Noble Beauty: An Altar Design for a Small Chapel


Just a little portfolio pitstop today to check in on the studio of Martin Earle.  He recently has done some different work on various altars and altarpieces that have caught my attention and I wanted to share a bit of this work with you.  Martin's design influences are rooted in the period of A.D. 350 to 1400 -- meaning, he takes his strongest design influences from the paleochristian, Byzantine and medieval Western traditions. 

A good example of this recently came to light in the form of a small altar he designed for a very small Catholic chapel located in Wales.


This particular piece clearly takes inspiration from the paleochristian and early medieval period. 

First off, in the earlier Christian centuries, the Christian altar tended to be quite small in size. (Whether this was universally so is rather a point of conjecture, but this tradition carried on through into the Byzantine East where the altar is still typically much more compact by comparison with their Latin rite brethren where the altar has tended to adopt a more elongated form that is better suited to the Latin liturgical rites). Obviously in a small chapel, a smaller altar is a necessity of course, so this to would have driven this design choice, but I think it was quite ingenious of them to mix this practical need with a nod back to the first millennium of Christianity.  

In addition to this, there are also the design elements used. Obviously there are the Corinithian like columns to either side, and then the palm fronds, but it is the two lambs standing each to one side facing a cross that really is the heart and centre of this altar's design. 


This particular design motif is one that we can find in first millennium and later medieval Christian art and here are two medieval comparators for your consideration, the first from Sant'Apollinare in Classe in Ravenna, and the second from the basilica of San Clemente in Rome:

Apsidal mosaic of the basilica of Sant'Apollinare in Classe, Ravenna

Apsidal mosaic of the basilica of San Clemente, Rome

Obviously there are some differences as well, but the point here is simply that it is a familiar motif within the particular period of liturgical art that Martin Earle seems to take his design inspiration primarily from. 

The altar also contains a niche within, designed with the purpose of displaying and containing a relic within a reliquary -- in this instance, a reliquary chest. 

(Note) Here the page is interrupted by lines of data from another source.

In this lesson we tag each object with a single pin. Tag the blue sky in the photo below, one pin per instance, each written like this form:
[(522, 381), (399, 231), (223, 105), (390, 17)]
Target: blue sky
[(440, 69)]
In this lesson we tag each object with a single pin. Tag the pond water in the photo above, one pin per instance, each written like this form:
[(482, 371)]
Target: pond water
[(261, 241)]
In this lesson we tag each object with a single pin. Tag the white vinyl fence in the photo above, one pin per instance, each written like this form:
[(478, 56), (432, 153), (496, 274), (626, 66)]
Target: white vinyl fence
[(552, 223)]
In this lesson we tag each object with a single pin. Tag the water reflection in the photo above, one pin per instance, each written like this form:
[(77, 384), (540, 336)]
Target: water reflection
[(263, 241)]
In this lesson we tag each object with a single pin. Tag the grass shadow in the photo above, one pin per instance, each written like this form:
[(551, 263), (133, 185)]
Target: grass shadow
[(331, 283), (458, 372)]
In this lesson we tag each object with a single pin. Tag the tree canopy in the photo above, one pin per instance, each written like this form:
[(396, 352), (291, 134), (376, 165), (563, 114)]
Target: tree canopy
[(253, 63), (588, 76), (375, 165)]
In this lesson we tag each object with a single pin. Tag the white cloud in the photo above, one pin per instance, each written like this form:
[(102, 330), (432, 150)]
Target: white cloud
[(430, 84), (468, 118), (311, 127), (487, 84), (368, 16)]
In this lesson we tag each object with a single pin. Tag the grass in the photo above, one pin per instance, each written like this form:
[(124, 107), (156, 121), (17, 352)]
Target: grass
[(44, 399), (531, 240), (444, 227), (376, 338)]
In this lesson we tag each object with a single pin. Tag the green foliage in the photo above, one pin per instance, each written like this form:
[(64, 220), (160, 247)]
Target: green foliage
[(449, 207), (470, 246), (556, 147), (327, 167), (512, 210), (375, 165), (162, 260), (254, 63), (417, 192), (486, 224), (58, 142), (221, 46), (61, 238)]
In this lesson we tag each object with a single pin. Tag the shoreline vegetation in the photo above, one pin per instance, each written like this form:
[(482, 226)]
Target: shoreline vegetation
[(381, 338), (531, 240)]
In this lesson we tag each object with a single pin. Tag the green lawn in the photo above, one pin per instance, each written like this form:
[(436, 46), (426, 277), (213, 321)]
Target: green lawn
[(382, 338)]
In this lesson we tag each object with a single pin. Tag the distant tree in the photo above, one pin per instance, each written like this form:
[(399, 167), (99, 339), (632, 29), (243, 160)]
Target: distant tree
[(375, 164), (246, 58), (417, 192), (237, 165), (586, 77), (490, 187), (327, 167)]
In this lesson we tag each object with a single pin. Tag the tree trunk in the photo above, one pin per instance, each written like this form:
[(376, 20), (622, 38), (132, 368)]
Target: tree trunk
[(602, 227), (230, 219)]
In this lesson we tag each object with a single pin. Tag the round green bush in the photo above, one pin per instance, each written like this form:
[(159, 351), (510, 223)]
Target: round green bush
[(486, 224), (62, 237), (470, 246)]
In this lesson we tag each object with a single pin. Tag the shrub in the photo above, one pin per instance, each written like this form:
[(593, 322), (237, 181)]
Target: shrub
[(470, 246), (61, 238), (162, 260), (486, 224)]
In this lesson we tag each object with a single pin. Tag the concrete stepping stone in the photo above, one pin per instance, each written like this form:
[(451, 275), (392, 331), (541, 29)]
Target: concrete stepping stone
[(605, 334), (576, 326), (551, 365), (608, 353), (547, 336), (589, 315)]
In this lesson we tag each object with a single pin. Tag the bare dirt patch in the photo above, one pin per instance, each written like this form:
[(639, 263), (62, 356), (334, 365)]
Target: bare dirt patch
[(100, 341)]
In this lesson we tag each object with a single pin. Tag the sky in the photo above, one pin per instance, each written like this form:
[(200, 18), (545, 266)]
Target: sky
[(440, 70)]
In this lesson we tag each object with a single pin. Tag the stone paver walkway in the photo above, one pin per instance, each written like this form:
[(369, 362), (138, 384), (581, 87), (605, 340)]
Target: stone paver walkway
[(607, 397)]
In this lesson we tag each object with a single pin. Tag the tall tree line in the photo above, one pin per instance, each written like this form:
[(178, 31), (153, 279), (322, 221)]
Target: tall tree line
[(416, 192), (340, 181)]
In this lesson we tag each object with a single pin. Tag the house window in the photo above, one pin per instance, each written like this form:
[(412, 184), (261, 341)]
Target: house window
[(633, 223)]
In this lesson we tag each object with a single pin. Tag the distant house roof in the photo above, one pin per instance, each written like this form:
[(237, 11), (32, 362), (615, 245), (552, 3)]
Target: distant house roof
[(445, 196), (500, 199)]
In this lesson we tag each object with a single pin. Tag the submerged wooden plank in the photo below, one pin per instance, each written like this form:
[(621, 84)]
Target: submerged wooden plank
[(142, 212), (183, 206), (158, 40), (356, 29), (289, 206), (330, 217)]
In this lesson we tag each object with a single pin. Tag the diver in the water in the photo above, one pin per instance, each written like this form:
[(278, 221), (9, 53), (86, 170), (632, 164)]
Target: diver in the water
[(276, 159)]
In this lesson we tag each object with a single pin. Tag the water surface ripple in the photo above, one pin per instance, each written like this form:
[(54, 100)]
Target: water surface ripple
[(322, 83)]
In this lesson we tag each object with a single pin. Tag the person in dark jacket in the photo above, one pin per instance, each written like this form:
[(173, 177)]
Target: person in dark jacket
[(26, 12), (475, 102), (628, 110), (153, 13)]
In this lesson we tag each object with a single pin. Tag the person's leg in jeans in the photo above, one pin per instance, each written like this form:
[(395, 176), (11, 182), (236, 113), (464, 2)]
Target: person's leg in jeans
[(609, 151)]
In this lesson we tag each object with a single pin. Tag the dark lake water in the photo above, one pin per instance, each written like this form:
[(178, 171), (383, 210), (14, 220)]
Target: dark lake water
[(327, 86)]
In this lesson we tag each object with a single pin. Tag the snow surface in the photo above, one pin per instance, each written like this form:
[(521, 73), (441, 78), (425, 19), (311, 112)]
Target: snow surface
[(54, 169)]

A closer look at the metalwork found on the altar niche

The materials used here are appropriate to the budget likely available to a small chapel (and they've done very well on this front by making a little go a long way), but one can well imagine the potential for a design such as this which could not only be expanded in terms of the proportions of the altar, but also the materials.  A bigger budget would allow for options like polychromatic marbles and other stones to be used in the altar's construction. To my mind, it is approaches such as this that were likely what was intended and envisioned when the Church began talking about "noble beauty" in the realm of liturgical altar in the mid-twentieth century.